Despite of how similar they seem at first glance - the two systems don't mix. Oil & water.

If you use them as-is, the Pathfinder character would slaughter any 5e character after the first few levels because their bonuses are so much higher.

The most you could reasonably do to mix them is to use the vibe of various Pathfinder abilities to try to homebrew D&D 5e feats & spells - but they would have to be redesigned rather than being lifted from Pathfinder as-is.This pretty much sums it up.

exelsisxax
2019-11-20, 09:46 PM
I don't think it would be hard to make a level 10 PF character that can win a fight against a 4-man 5e party at level 20. Combining the systems is always a very bad thing to do that will cause massive problems with even the slightest bit of pressure.

Altair_the_Vexed
2019-11-21, 04:07 AM
We did a couple of one-off adventures like this, where the GM asked us to bring our most powerful characters, regardless of system.
We then had an elder Vampire from V:TM, a 16th level wizard from 1st ed AD&D, a 36th level Cleric from BECMI D&D, and a cybered-up Solo from Cyberpunk.

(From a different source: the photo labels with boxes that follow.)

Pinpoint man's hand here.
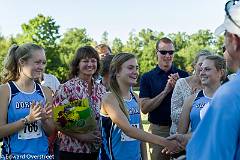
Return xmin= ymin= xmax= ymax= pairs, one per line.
xmin=162 ymin=134 xmax=189 ymax=154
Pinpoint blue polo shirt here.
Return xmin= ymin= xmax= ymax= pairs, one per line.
xmin=139 ymin=65 xmax=189 ymax=126
xmin=187 ymin=69 xmax=240 ymax=160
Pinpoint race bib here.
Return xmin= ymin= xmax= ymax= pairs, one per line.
xmin=121 ymin=124 xmax=139 ymax=141
xmin=18 ymin=121 xmax=42 ymax=139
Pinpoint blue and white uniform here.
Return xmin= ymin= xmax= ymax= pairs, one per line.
xmin=190 ymin=90 xmax=212 ymax=132
xmin=99 ymin=95 xmax=141 ymax=160
xmin=2 ymin=81 xmax=48 ymax=159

In space. Now I think about there may even have been someone playing a Starfleet Captain from one of the Star Trek games - counting their Galaxy-class star ship as "equipment".

We each played our characters using our own game rules, and the GM translated between them. We were all familiar with the other rule sets, so we had a handle on how things worked.

It was kind of silly fun, but it must have been a hell of a lot of work for the GM, mashing those systems together.

Aotrs Commander
2019-11-21, 05:54 AM
I don't think it would be hard to make a level 10 PF character that can win a fight against a 4-man 5e party at level 20. Combining the systems is always a very bad thing to do that will cause massive problems with even the slightest bit of pressure.

Realtively low-level Shock Trooper Barb/Fighter could probably do it fairly easily in 3.5, on damage output alone.